Country of Origin: China
Region: Hubei Province
Shipping Port: Shanghai
Altitude: 2000' 4000' ft. above sea level
Manufacture Type: Compressed tea
Cup Characteristics: Mild green tea character. Lightly vegetative with a smooth finish
Infusion: Tending dull
Luxury Ingredients: Luxury formed green tea
These days a shipment of tea from a warehouse in Shanghai can reach Tibet's capital of Lhasa in a matter of days. Thanks to the recently constructed railway to the rooftop of the world, a tea merchant can now accompany his shipment on the long journey in heated and pressurized comfort. Pressurized of course because the train hurdles along at elevations as high 16,640 feet above sea level. (You read that correctly.) Now, people in Tibet have been drinking tea for many, many centuries - stories of hot yak butter tea are legendary. But how did the tea get there prior to the construction of the great iron road in the sky? If you answered by truck, very clever, but we're talking even further back. If you answered, by pony, again very clever but many parts of the journey weren't accessible by pony. The correct answer is that tea, pressed into the form of bricks for ease of transport, was hauled up to the mountain kingdom on foot. And just how impressive a feat was that? An examination of the new rail line will help put it in perspective.
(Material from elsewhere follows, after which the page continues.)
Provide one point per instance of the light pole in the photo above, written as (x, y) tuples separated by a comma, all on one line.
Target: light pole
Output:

For its entire length, the new railroad sits at over 13,100 feet high. The highest station, in the town of Nagqu, is situated at 14,764 feet. Almost half the route travels across permafrost. As mentioned, the cabins of the train are pressurized to compensate for the lack of oxygen at these altitudes. The threat of altitude sickness is so real that at all times, doctors are present on board to treat passengers who succumb. Talk about goin' up the rails on a crazy train. Now, imagine yourself carrying 300 lbs worth of tea bricks on your back and covering approximately 6 miles per day walking along the tracks.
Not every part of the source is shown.